A partir de ahí, hemos pasado a ver los primeros pasos de la idea del concilio y, al trantrán, hemos llegado hasta su constitución formal. Pero esa constitución fue tan problemática que pronto surgió el fantasma del traslado del concilio.
En ese punto del relato, hicimos un alto para realizar un interludio estético. Pasadas las vacaciones, hemos abordado la apertura del concilio y las maniobras papales para arrimar el ascua a su sardina. De hecho, el Papa maniobró, en contra de los intereses imperiales, para que Trento le pusiera la proa desde el primer momento a los reformados, y luego intentó, sin éxito, sacar el concilio de Trento.
El emperador había hecho uso de su
poder terrenal para obligar a la Iglesia a no llevar a cabo sus
designios, pero eso no quiere decir, necesariamente, que Roma
aceptase los hechos así como así.
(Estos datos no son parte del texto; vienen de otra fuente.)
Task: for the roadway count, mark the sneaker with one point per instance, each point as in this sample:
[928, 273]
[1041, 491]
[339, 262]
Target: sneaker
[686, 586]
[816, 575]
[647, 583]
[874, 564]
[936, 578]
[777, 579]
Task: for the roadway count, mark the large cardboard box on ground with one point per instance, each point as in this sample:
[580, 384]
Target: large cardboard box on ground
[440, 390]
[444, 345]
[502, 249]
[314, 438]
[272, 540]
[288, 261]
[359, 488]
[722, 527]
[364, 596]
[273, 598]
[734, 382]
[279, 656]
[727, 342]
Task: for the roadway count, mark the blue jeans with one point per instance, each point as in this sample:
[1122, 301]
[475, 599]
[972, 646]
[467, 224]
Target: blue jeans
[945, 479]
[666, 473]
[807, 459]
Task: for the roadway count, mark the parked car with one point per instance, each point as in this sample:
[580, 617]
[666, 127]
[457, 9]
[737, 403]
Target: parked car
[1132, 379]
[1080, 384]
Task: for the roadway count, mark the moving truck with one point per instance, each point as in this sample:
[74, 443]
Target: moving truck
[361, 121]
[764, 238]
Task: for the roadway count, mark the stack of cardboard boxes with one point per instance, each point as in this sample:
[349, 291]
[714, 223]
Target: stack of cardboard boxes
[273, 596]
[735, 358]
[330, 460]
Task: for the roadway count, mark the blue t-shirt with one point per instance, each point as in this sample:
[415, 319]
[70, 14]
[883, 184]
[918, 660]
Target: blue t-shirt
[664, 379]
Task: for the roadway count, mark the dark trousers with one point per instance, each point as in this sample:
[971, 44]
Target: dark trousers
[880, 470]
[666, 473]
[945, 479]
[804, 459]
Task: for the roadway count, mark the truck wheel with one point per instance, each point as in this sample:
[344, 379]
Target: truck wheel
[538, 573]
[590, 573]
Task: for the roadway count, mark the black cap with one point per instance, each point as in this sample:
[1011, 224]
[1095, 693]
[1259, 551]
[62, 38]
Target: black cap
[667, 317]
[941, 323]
El Habsburgo consideraba que su
principal enemigo en Trento era el cardenal Cervino, y no se
equivocaba pues éste era mucho más sutil, cabría decir que
florentino, que su compañero Del Monte, sanguíneo y cabrón.
Cervino era uno de esos tipos que creían en la máxima de los
consultores de que un problema es, en realidad, una oportunidad. Para
él, pues, el órdago imperial, que les obligaba a mantener abierta
la botiga de Trento, era la oportunidad de seguir labrando la
división entre católicos y protestantes que en el fondo iba
buscando el Papa, sabedor de que era literalmente imposible que
Carlos acabase por decantarse por el otro bando.